It escapes from languishing in its own convoluted plot line
Creating a cinematic epic is difficult. There is an expectation around films billed as epics that other styles just don’t have. They are required, in general, to be perfect and this is perhaps not so unfair. A supremely long film needs to stay alert and fulfilling whilst still offering some sort of profound insight or pulsating action.
The Lost City Of Z is a great example of a film with this expectation on its shoulders and the key thing to note about it is that it actually manages to avoid onset boredom quite effectively. The nature of the story lends itself to dreariness and tired eyes but there is so much involvement in the story, it escapes from languishing in its own convoluted plot line.
It follows an expedition to the Amazon rainforest, with a purpose of locating the border between Bolivia and Brazil.

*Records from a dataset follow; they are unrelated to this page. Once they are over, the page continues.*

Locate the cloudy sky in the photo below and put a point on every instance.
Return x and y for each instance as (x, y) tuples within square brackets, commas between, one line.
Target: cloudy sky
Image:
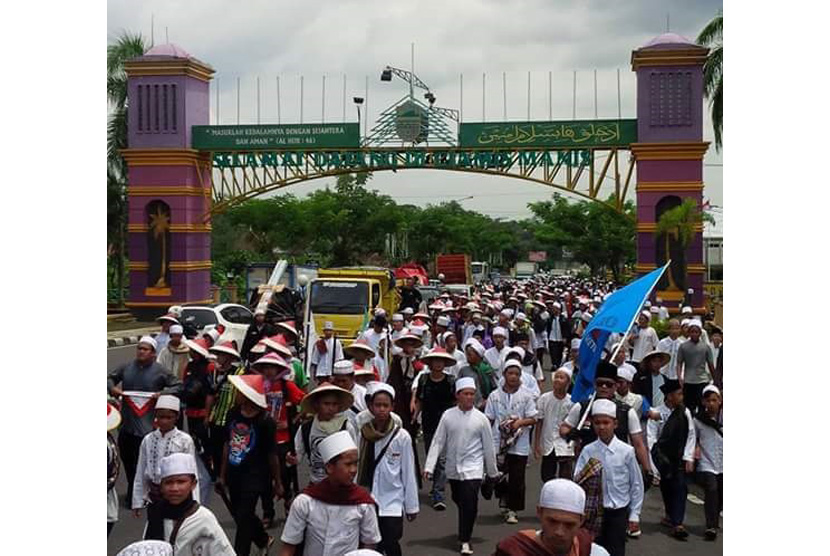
[(249, 39)]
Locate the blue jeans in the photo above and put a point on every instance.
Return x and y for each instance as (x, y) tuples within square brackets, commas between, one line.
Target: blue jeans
[(439, 478)]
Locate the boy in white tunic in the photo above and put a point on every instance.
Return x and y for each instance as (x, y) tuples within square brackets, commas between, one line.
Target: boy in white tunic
[(387, 468), (162, 442), (512, 411), (335, 515), (709, 428), (464, 434), (622, 480), (192, 529)]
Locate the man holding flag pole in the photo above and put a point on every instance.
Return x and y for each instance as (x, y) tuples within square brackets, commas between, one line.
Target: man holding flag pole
[(597, 378)]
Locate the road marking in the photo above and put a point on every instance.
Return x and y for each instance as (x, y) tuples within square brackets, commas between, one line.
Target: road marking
[(694, 499)]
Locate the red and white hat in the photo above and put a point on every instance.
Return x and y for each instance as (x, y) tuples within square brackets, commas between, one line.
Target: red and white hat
[(439, 353), (252, 387), (271, 359), (169, 317), (113, 417), (288, 326), (278, 343), (359, 345), (199, 345), (225, 347)]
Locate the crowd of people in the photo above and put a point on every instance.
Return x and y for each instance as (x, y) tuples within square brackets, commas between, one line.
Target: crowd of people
[(483, 381)]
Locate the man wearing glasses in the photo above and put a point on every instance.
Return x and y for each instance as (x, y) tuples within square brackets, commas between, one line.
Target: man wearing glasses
[(628, 428), (139, 383)]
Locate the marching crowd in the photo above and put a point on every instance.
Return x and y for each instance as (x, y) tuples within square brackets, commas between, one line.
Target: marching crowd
[(465, 376)]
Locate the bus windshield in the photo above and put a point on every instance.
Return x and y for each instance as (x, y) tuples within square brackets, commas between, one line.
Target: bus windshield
[(340, 298)]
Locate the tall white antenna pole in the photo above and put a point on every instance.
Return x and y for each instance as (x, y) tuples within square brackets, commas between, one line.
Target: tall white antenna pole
[(574, 113), (550, 95)]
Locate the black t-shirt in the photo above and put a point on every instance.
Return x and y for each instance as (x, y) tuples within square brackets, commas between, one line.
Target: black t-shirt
[(435, 398), (250, 443)]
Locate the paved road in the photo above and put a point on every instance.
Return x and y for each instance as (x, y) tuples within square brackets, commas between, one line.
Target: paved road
[(434, 533)]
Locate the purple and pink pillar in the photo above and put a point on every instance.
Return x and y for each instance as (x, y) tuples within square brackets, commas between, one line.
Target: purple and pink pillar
[(168, 92), (669, 151)]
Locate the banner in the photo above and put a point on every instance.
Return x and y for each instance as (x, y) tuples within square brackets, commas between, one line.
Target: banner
[(616, 314)]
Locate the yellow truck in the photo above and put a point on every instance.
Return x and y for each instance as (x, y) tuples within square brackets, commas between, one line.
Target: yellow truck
[(348, 297)]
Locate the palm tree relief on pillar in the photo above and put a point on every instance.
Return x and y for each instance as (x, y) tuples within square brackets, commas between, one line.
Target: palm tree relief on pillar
[(158, 248)]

Led by Percy Fawcett (Charlie Hunnam) and assistant Henry Costin (Robert Pattinson) the travel leaves them battered both mentally and physically, however, a finding of potential mass importance leads Hunnam to become encroached in the mystery of a lost city deep in the Amazon jungle.
The strange factor that drags The Lost City Of Z down is that Hunnam is actually rather uncharismatic in the central role. Robert Pattinson and Sienna Miller are magnificent throughout, but Hunnam for long stretches just does not appeal. However, there is one particular boardroom scene featuring Hunnam which is pure brilliance. The writing and portraying of those words is some of the most intricate and clever scripting seen this year. It’s perfectly powerful and beautifully precise.

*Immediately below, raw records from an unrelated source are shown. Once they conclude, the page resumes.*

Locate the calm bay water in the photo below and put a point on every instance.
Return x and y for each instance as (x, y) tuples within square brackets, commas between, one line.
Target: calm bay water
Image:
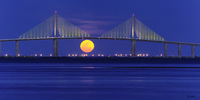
[(99, 82)]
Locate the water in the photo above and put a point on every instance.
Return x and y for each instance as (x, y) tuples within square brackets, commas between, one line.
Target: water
[(98, 82)]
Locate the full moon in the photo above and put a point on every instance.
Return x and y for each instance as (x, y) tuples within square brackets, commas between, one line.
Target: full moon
[(87, 46)]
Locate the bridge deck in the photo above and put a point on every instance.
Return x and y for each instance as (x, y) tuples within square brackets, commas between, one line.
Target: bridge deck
[(51, 38)]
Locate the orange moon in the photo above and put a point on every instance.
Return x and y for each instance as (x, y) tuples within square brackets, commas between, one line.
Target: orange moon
[(87, 46)]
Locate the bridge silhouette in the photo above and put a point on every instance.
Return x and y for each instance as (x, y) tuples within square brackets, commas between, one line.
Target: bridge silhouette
[(56, 27)]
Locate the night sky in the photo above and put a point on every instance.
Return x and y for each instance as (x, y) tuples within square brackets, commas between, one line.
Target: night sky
[(175, 20)]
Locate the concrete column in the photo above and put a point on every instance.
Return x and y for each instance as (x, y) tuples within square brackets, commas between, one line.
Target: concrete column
[(179, 50), (165, 49), (0, 48), (133, 42), (133, 48), (55, 41), (193, 54), (55, 47), (17, 47)]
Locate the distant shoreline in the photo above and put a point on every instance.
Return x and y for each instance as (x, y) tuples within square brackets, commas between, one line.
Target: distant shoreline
[(128, 60)]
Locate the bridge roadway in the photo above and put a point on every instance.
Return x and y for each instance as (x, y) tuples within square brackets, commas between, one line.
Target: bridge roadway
[(133, 40)]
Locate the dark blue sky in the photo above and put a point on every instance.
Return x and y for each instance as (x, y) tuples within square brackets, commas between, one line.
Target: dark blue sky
[(175, 20)]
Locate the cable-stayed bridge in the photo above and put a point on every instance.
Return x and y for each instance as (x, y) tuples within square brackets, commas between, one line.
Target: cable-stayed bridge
[(56, 27)]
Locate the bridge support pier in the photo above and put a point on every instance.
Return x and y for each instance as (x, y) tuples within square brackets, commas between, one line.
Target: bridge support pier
[(0, 48), (133, 48), (17, 48), (193, 55), (179, 50), (55, 47), (165, 49)]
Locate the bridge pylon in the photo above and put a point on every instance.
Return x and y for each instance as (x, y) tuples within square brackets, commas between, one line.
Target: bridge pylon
[(55, 41), (133, 42)]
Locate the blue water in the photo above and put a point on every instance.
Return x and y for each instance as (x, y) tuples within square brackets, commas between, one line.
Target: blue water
[(99, 82)]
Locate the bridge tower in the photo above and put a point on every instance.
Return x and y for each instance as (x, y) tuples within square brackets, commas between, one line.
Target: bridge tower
[(133, 42), (55, 41)]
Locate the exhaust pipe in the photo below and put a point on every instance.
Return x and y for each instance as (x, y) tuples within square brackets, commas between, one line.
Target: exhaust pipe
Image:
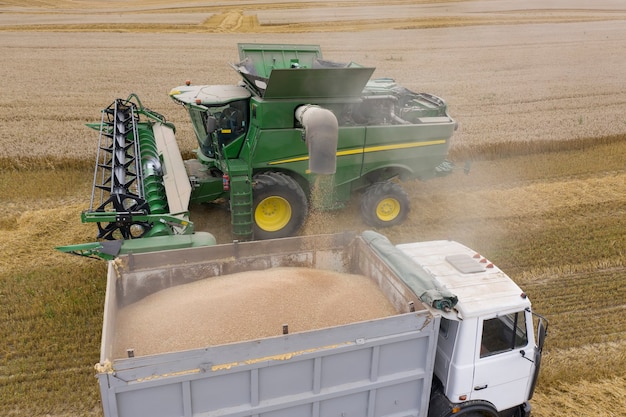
[(321, 133)]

The film itself is actually very polarising. The ways in which it shows time passing is wonderfully done, a device often mismanaged by filmmakers, yet there is a section on The First World War which is quite frankly terrible. It feels so disjointed and misplaced. Though few, these errors make it seem less flowing than it should, which is a disappointment.
The Lost City Of Z is a story of true determination and real heart. It’s about following dreams with passion, and that does come across. This is not a flimsy piece of film making by any standards and some elements are wonderful. All it needed was a bit of fine tuning to turn it into the timeless epic it so wanted to be.